The UN Secretary General has called for “an independent and transparent investigation” into Friday’s deadly clashes on the border between Gaza and Israel.

At least 17 Palestinians were killed and hundreds injured – according to Palestinian officials – as Israeli forces confronted one of the largest Palestinian demonstrations in recent years. The United Nations Security Council was briefed on the violence and condemned it after an emergency session.

A spokesman for Antonio Guterres, the UN Secretary General, said he wanted an investigation. “He also appeals to those concerned to refrain from any act that could lead to further casualties and in particular any measures that could place civilians in harm’s way,” Farhan Haq said in a statement, as reported by Euronews.

Friday was the deadliest day for four years in the conflict between Israel and the Palestinians and there are fears the situation may deteriorate in the coming days.
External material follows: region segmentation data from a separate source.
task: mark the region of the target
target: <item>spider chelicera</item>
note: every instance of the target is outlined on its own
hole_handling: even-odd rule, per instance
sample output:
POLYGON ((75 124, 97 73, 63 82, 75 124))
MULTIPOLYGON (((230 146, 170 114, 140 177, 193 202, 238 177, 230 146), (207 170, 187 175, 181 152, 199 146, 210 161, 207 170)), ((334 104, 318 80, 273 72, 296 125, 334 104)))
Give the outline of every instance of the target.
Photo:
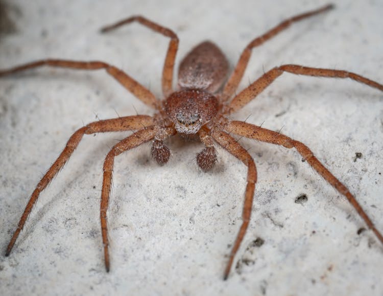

The Palestinian envoy to the UN Riyad Mansour told the council at least 17 Palestinian civilians were killed and more than 1,400 injured.

On Friday, tens of thousands of Palestinians – including families with children – gathered at encampments a few hundred metres from the Israeli security barrier with the Hamas-run enclave.

The demonstrators are demanding that Palestinian refugees be allowed to return to towns and villages their families fled from, or were driven out of, when the state of Israel was created in 1948.

Organisers from several factions including Hamas have called for people to demonstrate in tent cities in five locations, as part of a six-week protest. But during the day, hundreds of Palestinian youths ignored calls from the organisers and the Israeli military to stay away from the frontier, where more than 100 army sharpshooters had been deployed in anticipation of trouble.

Heavy Israeli earth-moving vehicles added to a series of dirt mounds on the Israeli side of the fence against any mass attempt to breach the barrier.

Israel has blamed “the Hamas terror organisation” for being responsible for violent riots – accusing the Islamist movement of inciting trouble and using people as human shields. One of the dead, a Gaza farmer, was killed before Friday’s protest started by an Israeli tank shell in the southern Gaza Strip.

Hamas, the militant group that dominates the Gaza Strip, has accused Israel of trying to intimidate Palestinians by killing the farmer and by urging them not to participate in the protests.